Oder nimm nur meine alberne Angst davor, hier im Busch einen dürren Zweig beiseite streifen zu wollen, der sich dann unversehens als Taipan herausstellt, oder im Gras auf eine Todesotter zu treten.”
‟Ts”, machte die Herzogin bloß.
‟Schlange!”, sagte ich.
Sie guckte wie Ka und züngelte.
‟Schön, du hast dich eben schon weitgehend an den Asphaltdschungel angepaßt, während ich immer noch mit den angeborenen Ängsten aller Primaten mit Ausnahme der Lemuren auf Madagaskar, wo es keine Giftschlangen gibt, herumlaufe.”
‟Dann stamme ich anscheinend von diesen Lemuren ab, oder mir fehlt einfach ein Teil deiner Phantasie”, erklärte sie.
‟Ist nicht nur reine Phantasie”, entgegnete ich. ‟Laut Evolutionsbiologie haben viele Säugetiere, wir eingeschlossen, im Amygdala einen neuronalen Schaltkreis der Angst, der von nur ganz wenigen und selbst peripher wahrgenommen Signalen alarmiert wird.

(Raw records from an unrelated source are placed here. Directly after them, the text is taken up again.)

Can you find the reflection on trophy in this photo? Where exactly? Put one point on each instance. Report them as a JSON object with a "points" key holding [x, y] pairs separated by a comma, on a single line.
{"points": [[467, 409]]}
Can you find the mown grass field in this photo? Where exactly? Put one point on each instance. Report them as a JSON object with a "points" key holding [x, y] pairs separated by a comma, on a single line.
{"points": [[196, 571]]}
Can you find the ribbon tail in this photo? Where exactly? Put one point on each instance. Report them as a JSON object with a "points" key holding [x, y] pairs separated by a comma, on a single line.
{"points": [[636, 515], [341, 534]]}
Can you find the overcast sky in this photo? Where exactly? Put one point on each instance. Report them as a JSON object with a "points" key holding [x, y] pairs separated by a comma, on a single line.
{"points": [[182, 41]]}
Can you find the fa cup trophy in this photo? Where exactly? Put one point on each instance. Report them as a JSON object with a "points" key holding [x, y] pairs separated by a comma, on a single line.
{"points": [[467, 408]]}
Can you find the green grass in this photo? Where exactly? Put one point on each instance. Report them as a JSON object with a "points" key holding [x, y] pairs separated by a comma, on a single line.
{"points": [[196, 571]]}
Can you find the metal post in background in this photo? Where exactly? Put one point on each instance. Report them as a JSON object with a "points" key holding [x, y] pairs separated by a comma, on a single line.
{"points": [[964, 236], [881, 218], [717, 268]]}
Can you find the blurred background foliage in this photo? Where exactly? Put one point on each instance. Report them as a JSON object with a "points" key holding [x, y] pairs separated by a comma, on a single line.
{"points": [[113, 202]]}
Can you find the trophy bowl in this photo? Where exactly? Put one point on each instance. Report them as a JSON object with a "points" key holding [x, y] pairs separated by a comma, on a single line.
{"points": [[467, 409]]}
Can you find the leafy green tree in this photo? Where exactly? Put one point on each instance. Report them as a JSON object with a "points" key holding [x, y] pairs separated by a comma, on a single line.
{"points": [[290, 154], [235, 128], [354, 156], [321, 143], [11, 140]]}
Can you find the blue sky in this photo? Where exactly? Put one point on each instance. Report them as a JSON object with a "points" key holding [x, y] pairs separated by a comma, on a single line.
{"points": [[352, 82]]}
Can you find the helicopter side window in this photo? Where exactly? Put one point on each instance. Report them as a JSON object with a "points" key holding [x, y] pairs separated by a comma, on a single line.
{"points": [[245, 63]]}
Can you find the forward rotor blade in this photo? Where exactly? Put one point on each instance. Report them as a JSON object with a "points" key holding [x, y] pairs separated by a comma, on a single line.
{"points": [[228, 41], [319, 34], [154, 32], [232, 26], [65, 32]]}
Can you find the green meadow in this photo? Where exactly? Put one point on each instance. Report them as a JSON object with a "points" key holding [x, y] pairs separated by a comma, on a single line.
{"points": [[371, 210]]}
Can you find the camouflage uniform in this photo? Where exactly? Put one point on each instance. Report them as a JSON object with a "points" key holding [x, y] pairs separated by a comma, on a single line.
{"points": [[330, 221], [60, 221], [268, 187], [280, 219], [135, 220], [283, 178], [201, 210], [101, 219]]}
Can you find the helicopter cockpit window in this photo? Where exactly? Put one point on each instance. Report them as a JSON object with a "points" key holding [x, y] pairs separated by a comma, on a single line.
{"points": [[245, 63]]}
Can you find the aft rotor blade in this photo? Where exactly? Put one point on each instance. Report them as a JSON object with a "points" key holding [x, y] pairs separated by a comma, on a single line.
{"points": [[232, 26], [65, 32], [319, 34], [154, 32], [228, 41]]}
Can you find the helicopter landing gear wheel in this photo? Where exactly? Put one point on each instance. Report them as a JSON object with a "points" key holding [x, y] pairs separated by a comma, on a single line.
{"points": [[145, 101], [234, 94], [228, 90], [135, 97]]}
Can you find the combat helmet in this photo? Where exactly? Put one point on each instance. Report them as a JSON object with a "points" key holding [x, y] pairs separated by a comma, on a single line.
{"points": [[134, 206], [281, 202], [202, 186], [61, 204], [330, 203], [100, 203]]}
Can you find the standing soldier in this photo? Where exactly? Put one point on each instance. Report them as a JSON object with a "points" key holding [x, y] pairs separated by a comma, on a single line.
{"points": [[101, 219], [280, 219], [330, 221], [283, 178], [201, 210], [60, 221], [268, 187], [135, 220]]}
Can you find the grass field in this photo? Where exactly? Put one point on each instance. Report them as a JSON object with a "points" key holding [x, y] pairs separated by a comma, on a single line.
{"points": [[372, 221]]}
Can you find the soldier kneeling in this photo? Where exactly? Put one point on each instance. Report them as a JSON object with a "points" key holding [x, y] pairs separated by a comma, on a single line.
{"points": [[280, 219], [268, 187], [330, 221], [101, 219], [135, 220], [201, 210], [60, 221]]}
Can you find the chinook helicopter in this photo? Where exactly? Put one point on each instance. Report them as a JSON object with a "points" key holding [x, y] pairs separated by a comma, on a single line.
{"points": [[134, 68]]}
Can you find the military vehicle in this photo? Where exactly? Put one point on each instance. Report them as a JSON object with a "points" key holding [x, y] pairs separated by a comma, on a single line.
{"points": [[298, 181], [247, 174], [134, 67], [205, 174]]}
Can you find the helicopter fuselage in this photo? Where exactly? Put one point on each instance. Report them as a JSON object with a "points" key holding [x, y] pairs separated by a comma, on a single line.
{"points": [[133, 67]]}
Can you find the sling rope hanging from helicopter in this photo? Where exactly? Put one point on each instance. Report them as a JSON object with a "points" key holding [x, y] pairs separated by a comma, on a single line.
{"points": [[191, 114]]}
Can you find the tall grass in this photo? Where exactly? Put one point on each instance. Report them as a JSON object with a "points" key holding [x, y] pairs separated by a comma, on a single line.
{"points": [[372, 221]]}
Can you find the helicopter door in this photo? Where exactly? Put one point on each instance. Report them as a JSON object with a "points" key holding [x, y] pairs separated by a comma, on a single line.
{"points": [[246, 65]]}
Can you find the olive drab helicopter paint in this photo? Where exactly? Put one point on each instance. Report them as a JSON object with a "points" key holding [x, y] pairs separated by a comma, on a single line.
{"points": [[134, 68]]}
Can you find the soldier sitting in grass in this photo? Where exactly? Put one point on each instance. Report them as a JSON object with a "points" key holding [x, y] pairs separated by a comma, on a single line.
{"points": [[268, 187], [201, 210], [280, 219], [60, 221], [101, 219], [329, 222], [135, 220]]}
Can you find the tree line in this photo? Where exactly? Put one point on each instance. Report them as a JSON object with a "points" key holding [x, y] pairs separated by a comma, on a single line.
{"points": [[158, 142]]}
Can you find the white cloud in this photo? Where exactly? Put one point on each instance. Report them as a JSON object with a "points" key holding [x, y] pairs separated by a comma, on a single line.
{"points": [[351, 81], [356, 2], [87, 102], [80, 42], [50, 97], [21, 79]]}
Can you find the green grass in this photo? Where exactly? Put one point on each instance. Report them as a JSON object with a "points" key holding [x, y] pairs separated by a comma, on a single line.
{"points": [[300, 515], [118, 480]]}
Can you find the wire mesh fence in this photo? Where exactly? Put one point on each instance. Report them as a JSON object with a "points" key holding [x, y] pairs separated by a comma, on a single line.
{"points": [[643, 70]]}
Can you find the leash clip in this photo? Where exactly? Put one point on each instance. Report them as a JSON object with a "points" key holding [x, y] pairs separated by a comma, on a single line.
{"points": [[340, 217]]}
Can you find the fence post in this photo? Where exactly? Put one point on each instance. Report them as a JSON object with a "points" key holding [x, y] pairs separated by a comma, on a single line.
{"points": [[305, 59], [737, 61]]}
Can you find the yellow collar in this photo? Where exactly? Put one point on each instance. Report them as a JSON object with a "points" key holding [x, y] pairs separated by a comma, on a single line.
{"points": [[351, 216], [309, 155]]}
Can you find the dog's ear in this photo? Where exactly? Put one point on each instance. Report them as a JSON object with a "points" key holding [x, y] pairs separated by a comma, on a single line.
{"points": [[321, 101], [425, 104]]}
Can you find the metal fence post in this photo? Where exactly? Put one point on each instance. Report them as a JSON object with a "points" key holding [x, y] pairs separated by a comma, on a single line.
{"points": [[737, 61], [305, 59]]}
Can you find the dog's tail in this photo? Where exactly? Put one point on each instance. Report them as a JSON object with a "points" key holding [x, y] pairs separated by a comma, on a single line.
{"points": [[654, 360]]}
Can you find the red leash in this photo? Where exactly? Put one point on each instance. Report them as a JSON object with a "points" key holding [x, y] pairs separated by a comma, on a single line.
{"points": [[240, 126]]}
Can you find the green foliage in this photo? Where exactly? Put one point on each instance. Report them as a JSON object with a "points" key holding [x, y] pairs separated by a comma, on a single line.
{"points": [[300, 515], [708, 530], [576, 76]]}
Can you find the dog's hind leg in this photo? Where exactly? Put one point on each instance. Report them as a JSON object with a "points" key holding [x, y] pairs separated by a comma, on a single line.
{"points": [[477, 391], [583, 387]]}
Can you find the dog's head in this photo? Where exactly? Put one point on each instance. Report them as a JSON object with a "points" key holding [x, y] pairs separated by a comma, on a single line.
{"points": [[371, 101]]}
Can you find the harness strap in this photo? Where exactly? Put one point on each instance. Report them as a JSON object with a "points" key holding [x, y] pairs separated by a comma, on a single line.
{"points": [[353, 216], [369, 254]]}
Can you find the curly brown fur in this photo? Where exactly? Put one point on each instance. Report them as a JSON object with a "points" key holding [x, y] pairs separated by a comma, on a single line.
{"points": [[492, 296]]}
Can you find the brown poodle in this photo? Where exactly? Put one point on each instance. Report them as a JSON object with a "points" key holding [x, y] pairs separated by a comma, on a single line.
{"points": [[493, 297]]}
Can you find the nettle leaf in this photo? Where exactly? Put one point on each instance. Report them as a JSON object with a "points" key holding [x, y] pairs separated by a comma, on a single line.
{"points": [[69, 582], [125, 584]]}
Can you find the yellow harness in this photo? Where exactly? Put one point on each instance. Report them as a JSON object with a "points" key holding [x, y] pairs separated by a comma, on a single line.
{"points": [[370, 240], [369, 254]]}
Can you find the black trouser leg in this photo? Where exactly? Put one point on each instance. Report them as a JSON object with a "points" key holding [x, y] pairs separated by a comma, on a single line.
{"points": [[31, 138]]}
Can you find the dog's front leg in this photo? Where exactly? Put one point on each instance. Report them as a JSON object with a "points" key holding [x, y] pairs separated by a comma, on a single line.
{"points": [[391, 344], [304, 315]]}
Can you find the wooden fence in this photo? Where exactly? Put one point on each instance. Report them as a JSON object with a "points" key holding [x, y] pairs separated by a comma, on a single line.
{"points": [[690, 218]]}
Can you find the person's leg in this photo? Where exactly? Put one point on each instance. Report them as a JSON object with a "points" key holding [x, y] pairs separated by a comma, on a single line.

Dazu gehören ganz speziell die Körperform, die typischen Farbmuster und die Fortbewegungsweise von Schlangen. Denn Schlangen können nun einmal unter bestimmten Bedingungen eine tödliche Gefahr für uns darstellen. Neue Fallstudien widersprechen übrigens der allgemeinen WHO-Statistik, der zufolge nur wenig mehr als 100.000 Menschen pro Jahr an Schlangenbissen sterben sollen. In den ärmeren Ländern gelangen nämlich nur die wenigsten Opfer in die Behandlung von Ärzten und damit in die Statistik. Allein in Indien sollen diesen neuen Erhebungen zufolge jedes Jahr 46.000 Menschen an Schlangenbissen sterben. In Bangladesch werden in jedem Jahr 700.000 Menschen von Schlangen gebissen. Die Fähigkeit, sie frühzeitig zu erkennen, bedeutet in einem Habitat, in dem auch Schlangen auf Jagd gehen, also einen klaren Überlebensvorteil. Und den haben wir uns als Art angeeignet, haben Neurophysiologen festgestellt. Unser Zentralnervensystem reagiert selektiv auf bestimmte Winkel und Kanten in Farbverläufen und Mustern, und ganz besonders schnell springt es auf mosaikartige oder diamantförmige Rautenmuster an, wie sie in der Natur vor allem die Färbung von Schlangen aufweist. Der schwedische Psychologe Arne Öhman hat wiederholt Tests durchgeführt, bei denen Versuchspersonen Bilder gezeigt wurden, dazwischen für höchstens 30 Millisekunden, also unterhalb unserer bewußten Wahrnehmungsschwelle, Bilder von Schlangen – und die Versuchspersonen reagierten mit heftigen spontanen Aversionen, die sich auch im Leitungswiderstand der Haut meßbar nachweisen ließen. Wir erkennen also Schlangenhaftes schon subliminal.”
‟Gilt das auch für Thainudeln?”, fragte die Herzogin.